Drastic Climate Change Carved Up Mars, and May Still Be Happening
Climate change isn't an exclusively Earth-side affair. New analyses of gulley patterning carved into the sides of some of Mars' largest impact craters has revealed that the Red Planet underwent many instances of severe climate shifting, including several ice ages, within the last two million years.
That's at least according to a study recently published in the journal Icarus, which details how researchers assessed images of hundreds of gully-like features found on the walls of impact craters located along the mid-latitudes of Mars.
"These recent climate cycles have been predicted by computer models, but have not been documented with widespread geological evidence until now," lead study author, Jay Dickson, said in a recent statement. "This research shows that gullies have been episodic across the entire southern hemisphere, a distribution that is required for this to be a signal of global climate change."
Despite what popular media might lead you to believe, climate change is not an exclusively unnatural occurrence. The NOAA and World Meteorological Organization (WMO) have revealed in past studies that the drastic climate changes Earth may be experiencing right now is largely driven by natural processes such as El Niño and La Niña events. The concern, rather, is that humanity's influence may be exacerbating or accelerating this change in such a way that important ecosystems are unable to adapt quickly enough. It has thus been demanded that world powers take action to mitigate this harmful influence.

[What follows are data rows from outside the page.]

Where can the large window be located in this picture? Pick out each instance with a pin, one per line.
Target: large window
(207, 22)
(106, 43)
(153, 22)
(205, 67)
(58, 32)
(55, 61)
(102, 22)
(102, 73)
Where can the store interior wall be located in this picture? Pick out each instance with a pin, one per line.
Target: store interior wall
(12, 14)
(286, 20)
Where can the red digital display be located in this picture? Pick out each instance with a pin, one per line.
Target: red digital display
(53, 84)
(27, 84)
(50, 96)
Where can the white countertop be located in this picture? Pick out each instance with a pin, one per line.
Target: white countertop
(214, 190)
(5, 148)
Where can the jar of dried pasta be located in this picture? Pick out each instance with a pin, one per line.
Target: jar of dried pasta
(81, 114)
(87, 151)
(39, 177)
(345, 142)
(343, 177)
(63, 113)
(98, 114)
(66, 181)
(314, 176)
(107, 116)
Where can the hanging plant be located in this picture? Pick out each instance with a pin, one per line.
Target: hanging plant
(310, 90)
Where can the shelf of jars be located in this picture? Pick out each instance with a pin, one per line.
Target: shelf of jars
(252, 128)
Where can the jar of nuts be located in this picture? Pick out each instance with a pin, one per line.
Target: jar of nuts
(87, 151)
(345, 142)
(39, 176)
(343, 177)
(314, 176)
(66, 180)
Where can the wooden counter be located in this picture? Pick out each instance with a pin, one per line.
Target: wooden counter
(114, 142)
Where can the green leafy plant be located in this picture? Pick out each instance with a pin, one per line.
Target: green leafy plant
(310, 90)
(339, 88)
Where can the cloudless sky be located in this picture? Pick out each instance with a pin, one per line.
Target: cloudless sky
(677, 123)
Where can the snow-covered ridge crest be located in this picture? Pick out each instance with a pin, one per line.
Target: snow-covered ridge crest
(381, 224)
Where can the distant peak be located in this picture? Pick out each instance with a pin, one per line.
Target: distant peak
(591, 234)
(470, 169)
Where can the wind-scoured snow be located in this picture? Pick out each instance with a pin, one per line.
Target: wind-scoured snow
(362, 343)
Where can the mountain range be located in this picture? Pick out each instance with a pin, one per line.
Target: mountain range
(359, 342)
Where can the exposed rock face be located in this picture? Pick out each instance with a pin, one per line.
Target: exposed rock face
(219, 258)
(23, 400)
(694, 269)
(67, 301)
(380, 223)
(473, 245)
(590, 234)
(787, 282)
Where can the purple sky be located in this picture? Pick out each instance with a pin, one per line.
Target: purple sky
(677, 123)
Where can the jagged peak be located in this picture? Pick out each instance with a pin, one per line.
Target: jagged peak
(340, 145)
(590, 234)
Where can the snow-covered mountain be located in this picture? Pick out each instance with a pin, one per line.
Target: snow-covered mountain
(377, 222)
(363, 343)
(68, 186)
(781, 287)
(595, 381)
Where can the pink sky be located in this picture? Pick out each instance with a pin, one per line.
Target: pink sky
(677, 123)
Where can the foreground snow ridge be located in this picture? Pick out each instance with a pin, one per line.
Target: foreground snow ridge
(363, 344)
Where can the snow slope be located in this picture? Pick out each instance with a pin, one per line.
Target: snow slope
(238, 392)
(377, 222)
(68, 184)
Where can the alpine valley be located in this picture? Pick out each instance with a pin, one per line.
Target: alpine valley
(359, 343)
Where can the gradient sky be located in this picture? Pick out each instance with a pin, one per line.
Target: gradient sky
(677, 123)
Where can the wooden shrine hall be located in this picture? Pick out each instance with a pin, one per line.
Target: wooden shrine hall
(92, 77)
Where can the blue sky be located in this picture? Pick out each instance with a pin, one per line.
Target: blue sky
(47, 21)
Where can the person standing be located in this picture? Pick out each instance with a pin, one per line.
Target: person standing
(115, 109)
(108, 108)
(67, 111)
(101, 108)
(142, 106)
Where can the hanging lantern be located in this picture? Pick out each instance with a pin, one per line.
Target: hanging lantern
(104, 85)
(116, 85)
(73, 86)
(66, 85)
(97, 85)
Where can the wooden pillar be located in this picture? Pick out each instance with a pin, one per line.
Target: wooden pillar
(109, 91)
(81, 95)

Of course, in the case of Mars, there was no human influence to speak of, and thanks to its timeless dusty plains, we now have an excellent record of natural change on our hands. (Scroll to read on...)
Brown University researchers recently looked at detailed images taken by NASA's High Resolution Imaging Science Experiment (HiRISE) of 479 gullies in Mars' southern hemisphere. These systems appear to be made from the erosion of crater walls, where glaciers millions of years ago melted and shifted in the wake of massive temperature shifts.
Amazingly, no glaciers can be found there today, with Mars' conditions being largely dry save for its massive polar ice caps. In all, the researchers found conclusive evidence that at least two ice ages (likely more) occurred within the last two million years.
What's more, the processes that led to and from the ages could still be going on, if at a very slow and difficult-to-notice rate. That adds to recent evidence that the Red Planet's subsurface and atmosphere are also still active.
"I think people have this idea of Mars as an inactive place, that it is now as it has been for billions of years," added geologist James Head. "But it seems likely that climate cycles and global climate change are still occurring."